1.  Construct a Dask array from lazy SKImage calls.
2.  Use NumPy syntax with Dask.array to aggregate distributed data across a
    cluster.
3.  Build a centroid function with Numba. Use Numba and Dask together to
    clean up an image stack.
4.  Rechunk to facilitate time-series operations. Perform FFTs.

Hopefully this example has components that look similar to what you want to do
with your data on your hardware. We would love to see more applications like
this out there in the wild.

## What we could have done better

As always with all computationally focused blogposts we'll include a section on
what went wrong and what we could have done better with more time.

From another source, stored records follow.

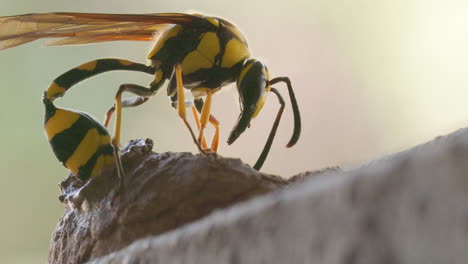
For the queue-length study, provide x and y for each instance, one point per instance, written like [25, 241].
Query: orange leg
[215, 140]
[197, 121]
[181, 105]
[205, 115]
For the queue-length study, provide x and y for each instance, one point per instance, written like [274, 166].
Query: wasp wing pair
[192, 51]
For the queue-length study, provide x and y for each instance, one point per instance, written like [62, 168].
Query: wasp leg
[197, 121]
[96, 144]
[65, 81]
[181, 104]
[142, 97]
[132, 88]
[205, 114]
[215, 141]
[129, 102]
[266, 149]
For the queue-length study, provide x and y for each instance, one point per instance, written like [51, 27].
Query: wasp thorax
[252, 85]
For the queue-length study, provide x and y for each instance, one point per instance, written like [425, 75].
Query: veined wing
[83, 28]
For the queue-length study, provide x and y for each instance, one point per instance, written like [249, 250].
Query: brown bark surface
[161, 191]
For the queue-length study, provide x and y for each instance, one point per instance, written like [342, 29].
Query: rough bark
[160, 193]
[408, 208]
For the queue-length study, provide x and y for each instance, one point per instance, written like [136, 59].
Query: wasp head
[253, 85]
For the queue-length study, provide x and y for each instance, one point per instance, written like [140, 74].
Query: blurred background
[371, 78]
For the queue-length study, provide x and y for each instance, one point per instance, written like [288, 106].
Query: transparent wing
[83, 28]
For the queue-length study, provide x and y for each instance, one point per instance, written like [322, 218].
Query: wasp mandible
[191, 51]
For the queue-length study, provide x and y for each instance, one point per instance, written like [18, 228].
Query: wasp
[198, 53]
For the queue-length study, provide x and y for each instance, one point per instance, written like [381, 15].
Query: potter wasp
[193, 52]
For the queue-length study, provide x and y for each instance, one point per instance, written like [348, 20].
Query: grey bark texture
[406, 208]
[160, 192]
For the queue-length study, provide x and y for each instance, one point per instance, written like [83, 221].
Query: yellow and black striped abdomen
[81, 143]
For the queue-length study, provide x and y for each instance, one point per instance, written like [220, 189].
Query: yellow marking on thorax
[244, 70]
[126, 62]
[158, 75]
[267, 74]
[169, 33]
[85, 150]
[89, 66]
[54, 90]
[202, 91]
[237, 33]
[60, 121]
[234, 53]
[101, 162]
[259, 105]
[203, 57]
[261, 101]
[213, 21]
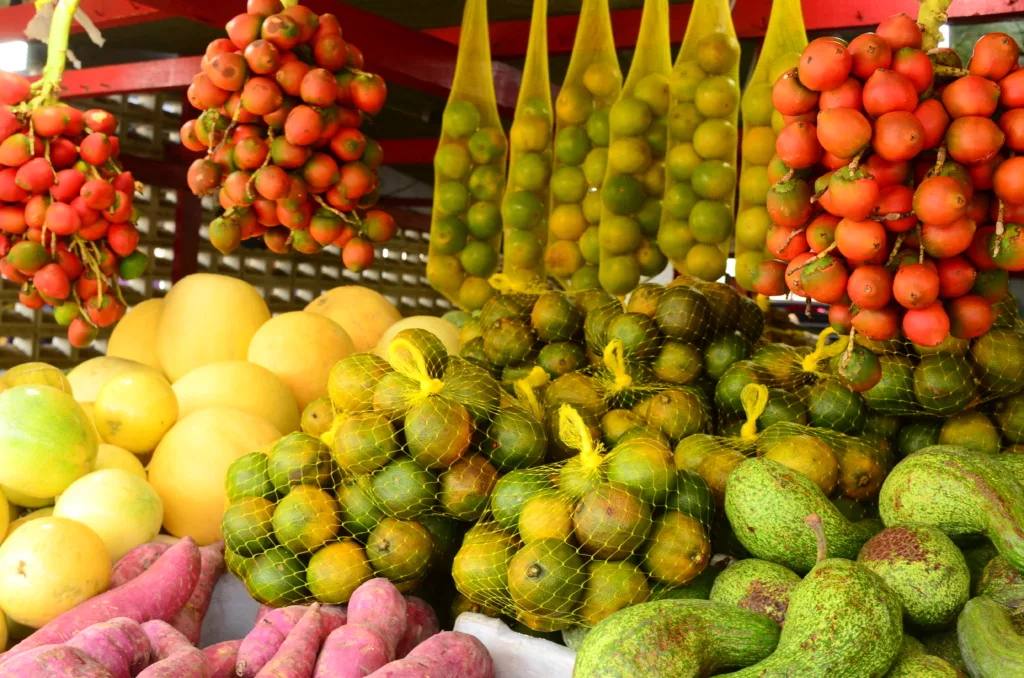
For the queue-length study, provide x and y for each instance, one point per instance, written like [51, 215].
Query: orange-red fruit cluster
[283, 98]
[886, 180]
[67, 223]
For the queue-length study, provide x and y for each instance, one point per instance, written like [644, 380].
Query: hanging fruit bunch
[283, 98]
[67, 220]
[884, 178]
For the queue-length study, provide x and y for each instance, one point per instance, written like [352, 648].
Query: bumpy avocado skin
[924, 568]
[961, 493]
[913, 662]
[990, 646]
[842, 623]
[757, 585]
[766, 504]
[678, 638]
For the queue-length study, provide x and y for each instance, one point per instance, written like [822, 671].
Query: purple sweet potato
[414, 667]
[352, 650]
[460, 654]
[263, 641]
[379, 604]
[135, 562]
[421, 623]
[120, 645]
[222, 658]
[173, 655]
[157, 594]
[189, 619]
[53, 662]
[297, 655]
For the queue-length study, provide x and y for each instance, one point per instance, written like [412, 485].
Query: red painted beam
[104, 13]
[400, 54]
[508, 39]
[138, 77]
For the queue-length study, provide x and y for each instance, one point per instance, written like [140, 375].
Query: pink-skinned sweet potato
[380, 604]
[135, 562]
[173, 655]
[353, 650]
[297, 655]
[157, 594]
[460, 654]
[53, 662]
[222, 658]
[189, 619]
[413, 667]
[421, 623]
[262, 642]
[120, 645]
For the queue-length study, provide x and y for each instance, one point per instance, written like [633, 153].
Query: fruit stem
[931, 15]
[856, 160]
[949, 72]
[941, 159]
[998, 231]
[895, 252]
[56, 52]
[814, 522]
[819, 255]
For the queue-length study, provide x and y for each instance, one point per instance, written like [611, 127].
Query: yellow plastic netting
[634, 178]
[524, 211]
[581, 151]
[697, 211]
[469, 173]
[783, 41]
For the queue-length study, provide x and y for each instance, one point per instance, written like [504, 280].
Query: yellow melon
[89, 377]
[446, 332]
[300, 348]
[49, 565]
[207, 319]
[188, 467]
[134, 336]
[364, 313]
[239, 384]
[111, 456]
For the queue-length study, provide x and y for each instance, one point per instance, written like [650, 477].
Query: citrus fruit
[461, 119]
[568, 184]
[711, 221]
[630, 117]
[336, 570]
[623, 195]
[483, 220]
[449, 236]
[571, 145]
[706, 261]
[530, 172]
[453, 161]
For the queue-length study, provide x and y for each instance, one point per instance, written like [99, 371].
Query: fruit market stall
[699, 355]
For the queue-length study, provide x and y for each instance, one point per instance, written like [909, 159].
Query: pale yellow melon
[446, 332]
[239, 384]
[188, 467]
[89, 377]
[207, 319]
[364, 313]
[300, 348]
[134, 336]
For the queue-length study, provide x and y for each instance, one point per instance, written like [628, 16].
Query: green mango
[678, 638]
[766, 504]
[961, 493]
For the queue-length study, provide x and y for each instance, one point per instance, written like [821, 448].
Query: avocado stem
[814, 522]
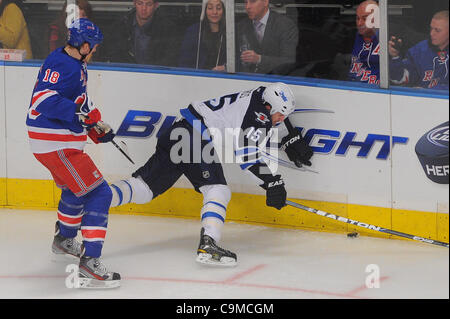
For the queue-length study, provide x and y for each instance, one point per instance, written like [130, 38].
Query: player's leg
[70, 213]
[78, 172]
[70, 210]
[213, 215]
[208, 178]
[92, 273]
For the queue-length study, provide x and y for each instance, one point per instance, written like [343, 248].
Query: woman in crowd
[204, 44]
[13, 28]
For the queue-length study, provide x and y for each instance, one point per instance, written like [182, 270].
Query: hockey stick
[367, 226]
[293, 131]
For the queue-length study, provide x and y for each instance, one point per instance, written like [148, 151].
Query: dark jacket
[163, 46]
[208, 52]
[278, 47]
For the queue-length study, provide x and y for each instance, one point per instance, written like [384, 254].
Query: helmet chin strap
[83, 56]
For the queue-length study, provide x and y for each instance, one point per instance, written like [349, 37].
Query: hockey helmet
[83, 30]
[280, 98]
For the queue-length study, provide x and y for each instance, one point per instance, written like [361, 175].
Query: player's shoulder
[61, 62]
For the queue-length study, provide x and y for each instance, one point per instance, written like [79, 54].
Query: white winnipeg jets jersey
[242, 110]
[239, 117]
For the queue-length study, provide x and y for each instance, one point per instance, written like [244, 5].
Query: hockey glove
[275, 192]
[297, 149]
[101, 133]
[87, 113]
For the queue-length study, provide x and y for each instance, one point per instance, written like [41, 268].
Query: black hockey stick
[365, 225]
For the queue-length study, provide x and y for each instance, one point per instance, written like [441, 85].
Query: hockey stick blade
[365, 225]
[122, 151]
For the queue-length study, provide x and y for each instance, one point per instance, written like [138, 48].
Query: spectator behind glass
[144, 35]
[58, 28]
[365, 64]
[267, 40]
[13, 28]
[425, 64]
[212, 35]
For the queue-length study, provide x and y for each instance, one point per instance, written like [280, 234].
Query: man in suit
[145, 35]
[267, 40]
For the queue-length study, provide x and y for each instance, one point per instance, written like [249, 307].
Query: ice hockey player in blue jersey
[60, 117]
[191, 147]
[426, 64]
[365, 64]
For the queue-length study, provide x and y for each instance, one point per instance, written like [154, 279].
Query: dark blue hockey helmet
[83, 30]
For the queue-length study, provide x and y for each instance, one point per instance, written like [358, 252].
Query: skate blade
[90, 283]
[64, 258]
[207, 259]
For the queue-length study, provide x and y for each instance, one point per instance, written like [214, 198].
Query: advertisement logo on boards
[144, 124]
[432, 152]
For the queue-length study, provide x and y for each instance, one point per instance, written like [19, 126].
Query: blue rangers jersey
[365, 64]
[51, 120]
[424, 65]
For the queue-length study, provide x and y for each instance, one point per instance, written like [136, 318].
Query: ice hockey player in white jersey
[191, 147]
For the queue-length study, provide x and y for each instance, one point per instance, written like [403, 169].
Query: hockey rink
[156, 259]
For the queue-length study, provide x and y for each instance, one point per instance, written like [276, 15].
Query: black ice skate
[92, 273]
[67, 247]
[209, 253]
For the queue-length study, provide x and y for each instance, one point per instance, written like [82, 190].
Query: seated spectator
[267, 40]
[365, 63]
[58, 28]
[13, 28]
[144, 36]
[426, 64]
[211, 33]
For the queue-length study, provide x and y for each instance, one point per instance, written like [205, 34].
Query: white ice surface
[156, 259]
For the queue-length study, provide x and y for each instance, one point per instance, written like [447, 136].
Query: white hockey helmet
[280, 98]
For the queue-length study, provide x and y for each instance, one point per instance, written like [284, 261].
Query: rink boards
[365, 144]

1.  **Communication is too expensive**: Interworker communications that should
    be taking 200ms are taking up to 10 or 20 seconds. We need to take a
    closer look at our communications pipeline (which normally performs just
    fine on other computations) to see if something is acting up.
    Disucssion here [dask/distributed #776](https://github.com/dask/distributed/issues/776)
    and early work here [dask/distributed #810](https://github.com/dask/distributed/pull/810).
2.  **Faulty Load balancing**: We discovered a case where our load-balancing
    heuristics misbehaved, incorrectly moving data between workers when it
    would have been better to let everything alone. This is likely due to the
    oddly low bandwidth issues observed above.
3.  **Loading from disk blocks network I/O**: While doing this we discovered an
    issue where loading large amounts of data from disk can block workers from
    responding to network requests ([dask/distributed
    #774](https://github.com/dask/distributed/issues/774))
4.  **Larger datasets**: It would be fun to try this on a much larger dataset
    to see how the solutions here scale.